Malibu Weathers Wild and Wintry Water Woes Well
BY HANS LAETZ
A Caltrans geologist will examine an apparent crack in a cliff over Pacific Coast Highway at Latigo Beach; a cleft that partially gave way after a series of storms dropped prodigious amounts of rain on the coast.
The rockfall on PCH Sunday afternoon may have been the biggest consequence of the series of three storms capped by a weekend soaker that dropped 3.3 inches of rain at Trancas in 24 hours. Despite fears for the fire burn areas, little damage occurred.
U.S. Geological Survey officials said their studies show that soils in the fire areas are draining quickly, and shed much of their accumulated water within a few days of a heavy rainfall. But some of that groundwater migrates downward, possibly activating the large historic landslides lurking below numerous spots in the Malibu hills, scientists said.
All weekend, the City of Malibu stationed a bulldozer and plow at Latigo Beach for use on roads climbing fire-loosened hillsides in the burn area. But the contract crews were used only to clean up limited mudflows in the Canyon and Corral Fire burn areas.
“This is the most action they’ve had,” said the municipal public works superintendent, Richard Calvin, as he watched city crews remove a jumble of rocks that had cascaded onto PCH at 4:50 p.m. Sunday.
Malibu City Councilmember Andy Stern was driving north on the coast road when the rocks crashed down in front of him. “I stopped and used my car to keep other cars from hitting them,” Stern said, squinting into the setting sun directly behind the rocks.
The fallen rocks exposed a crack in the palisade above the state highway, and Caltrans said its geologists would check the hillside later this week. The danger zone is next to a section of historically unstable cliff that was cut back several years ago by Caltrans crews who reduced traffic to one lane in each direction for several weeks.
Another repeat geological problem was discovered last week on PCH above Broad Beach, where a slope beneath the road is slumping next to a culvert near Looschen Road. A five-inch-diameter water line broke and was repaired, but the replacement of drainage pipes may take a month, Caltrans said.
One northbound lane on Highway 1 is closed beyond Trancas Canyon Road, just to the west of where a similar failure in 2005 required the complete replacement of a culvert and fill area. That $5 million emergency project, funded by FEMA flood relief money, took nearly a year.
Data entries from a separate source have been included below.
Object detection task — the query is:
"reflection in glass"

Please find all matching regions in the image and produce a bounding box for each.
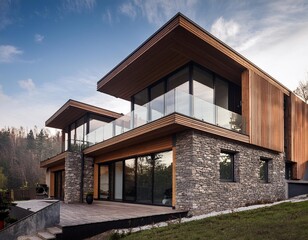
[153,151,172,206]
[115,161,123,200]
[99,165,109,199]
[124,159,136,201]
[136,156,153,204]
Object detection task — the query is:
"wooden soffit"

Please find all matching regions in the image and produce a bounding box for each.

Along Malibu Creek, more than two inches of rain fell on most of the watershed Saturday, briefly submerging the deck of the Cross Creek bridge in Serra Estates. That bridge is designed to go underwater in floods. Its railings collected weeds and bushes as they washed downstream.
One large rock fell onto Malibu Canyon Road and struck a van, but no one was injured, the California Highway Patrol reported. City streets, patrolled by the Los Angeles County Sheriff’s Department, had one fender-bender in the rain Friday, and no reported crashes during the height of the weekend storm.
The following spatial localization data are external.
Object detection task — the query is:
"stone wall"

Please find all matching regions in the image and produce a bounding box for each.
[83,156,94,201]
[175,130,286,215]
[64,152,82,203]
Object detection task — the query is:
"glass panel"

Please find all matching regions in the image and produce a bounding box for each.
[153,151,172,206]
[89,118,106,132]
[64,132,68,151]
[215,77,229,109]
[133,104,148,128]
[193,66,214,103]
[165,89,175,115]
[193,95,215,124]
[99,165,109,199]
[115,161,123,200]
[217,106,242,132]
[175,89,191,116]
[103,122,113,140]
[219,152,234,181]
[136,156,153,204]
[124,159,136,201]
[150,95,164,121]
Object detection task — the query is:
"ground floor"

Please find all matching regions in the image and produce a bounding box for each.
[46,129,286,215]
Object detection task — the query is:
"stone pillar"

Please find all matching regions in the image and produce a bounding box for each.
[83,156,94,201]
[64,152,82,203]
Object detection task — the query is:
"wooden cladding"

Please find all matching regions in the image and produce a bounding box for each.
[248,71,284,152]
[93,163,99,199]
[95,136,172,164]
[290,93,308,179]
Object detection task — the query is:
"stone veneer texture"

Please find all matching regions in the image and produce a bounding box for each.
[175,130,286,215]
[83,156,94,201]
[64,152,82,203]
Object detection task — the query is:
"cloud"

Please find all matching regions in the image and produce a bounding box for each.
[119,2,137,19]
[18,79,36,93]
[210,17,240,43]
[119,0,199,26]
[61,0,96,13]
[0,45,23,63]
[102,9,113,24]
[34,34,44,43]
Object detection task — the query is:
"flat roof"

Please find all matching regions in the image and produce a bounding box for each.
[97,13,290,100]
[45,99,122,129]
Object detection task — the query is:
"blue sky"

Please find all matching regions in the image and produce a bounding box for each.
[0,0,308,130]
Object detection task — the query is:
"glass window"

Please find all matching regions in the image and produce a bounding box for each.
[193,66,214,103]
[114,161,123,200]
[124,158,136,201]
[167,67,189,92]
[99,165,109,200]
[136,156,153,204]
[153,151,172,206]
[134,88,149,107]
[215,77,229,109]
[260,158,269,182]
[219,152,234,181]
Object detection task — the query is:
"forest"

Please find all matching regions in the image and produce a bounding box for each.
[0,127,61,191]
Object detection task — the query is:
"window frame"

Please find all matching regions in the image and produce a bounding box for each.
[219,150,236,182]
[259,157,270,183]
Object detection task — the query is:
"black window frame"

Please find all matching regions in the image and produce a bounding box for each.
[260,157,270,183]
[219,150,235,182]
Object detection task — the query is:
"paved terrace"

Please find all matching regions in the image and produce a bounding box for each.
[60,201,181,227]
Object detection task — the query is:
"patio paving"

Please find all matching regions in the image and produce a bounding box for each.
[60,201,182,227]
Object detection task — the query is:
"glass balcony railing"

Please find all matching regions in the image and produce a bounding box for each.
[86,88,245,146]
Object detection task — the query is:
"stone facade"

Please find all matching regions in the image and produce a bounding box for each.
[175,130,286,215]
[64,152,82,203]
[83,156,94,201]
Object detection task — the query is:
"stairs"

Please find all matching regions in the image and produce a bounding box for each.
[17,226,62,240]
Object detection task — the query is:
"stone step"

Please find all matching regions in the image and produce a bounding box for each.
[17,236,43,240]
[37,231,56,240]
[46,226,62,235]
At Carbon Beach, silt and small gravel chunks washed off a fire-scorched hillside and into the highway next to the landside commercial center. The city’s trucks cleaned that up Saturday, as well as the normal muddy runoff that covers PCH at the Rambla Vista west intersection.
In the hills above, a small rockslide covered both lanes of Schueren Road east of Rambla Pacifico on Saturday. It was also quickly plowed away, this time by county road crews who made short work of numerous watery slides throughout areas of unincorporated Malibu.
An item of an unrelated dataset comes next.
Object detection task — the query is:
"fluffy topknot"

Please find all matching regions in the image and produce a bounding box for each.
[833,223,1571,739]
In Menlo Park, near San Francisco, U.S. Geologic Survey scientists kept a close eye on satellite-delivered data from the network of cameras, rain gauges and surface-flow sensors that they have laced around Malibu’s burned-out hillsides and canyons, and reported that the fire-scarred hillsides appear to be shedding their water content quickly after storms pass through.
“We have some good real-time data from both the Canyon and Corral fires,” said Kevin Schmidt, “and we had somebody down there on the ground during the storm downloading data from the other gear.”
Schmidt said the burn areas appear to shed much of the water trapped in dirt and ash on the surface, but are not drying out completely between each pulse of rain.
“A lot of the ash has already washed away,” he said. “Most debris flows in a fire area will happen right away.”
Schmidt said the biggest fire-related danger zones are assumed to be wherever large amounts of silt and sand washed down last weekend, such as the flows onto PCH at Carbon.
“People who live at the base of the steeper slopes, who experienced heavy debris flows last weekend, are in general in places that are most susceptible to sudden slides,” Schmidt said.
The USGS study is focused on fire-related landslides, but Schmidt stressed that the big landslides that bedevil some areas of Malibu have nothing to do with heat-scarred hillsides. The big danger of large-scale slippage, he said, will result from migrating rainwater trickling down to strike zones beneath steep hills.
Those big slides will take several months to develop, and are independent of fire damage. “It takes a long time for the water to lubricate the landslide slip surface,” he said. “The highest surface displacements might take place in June or July.”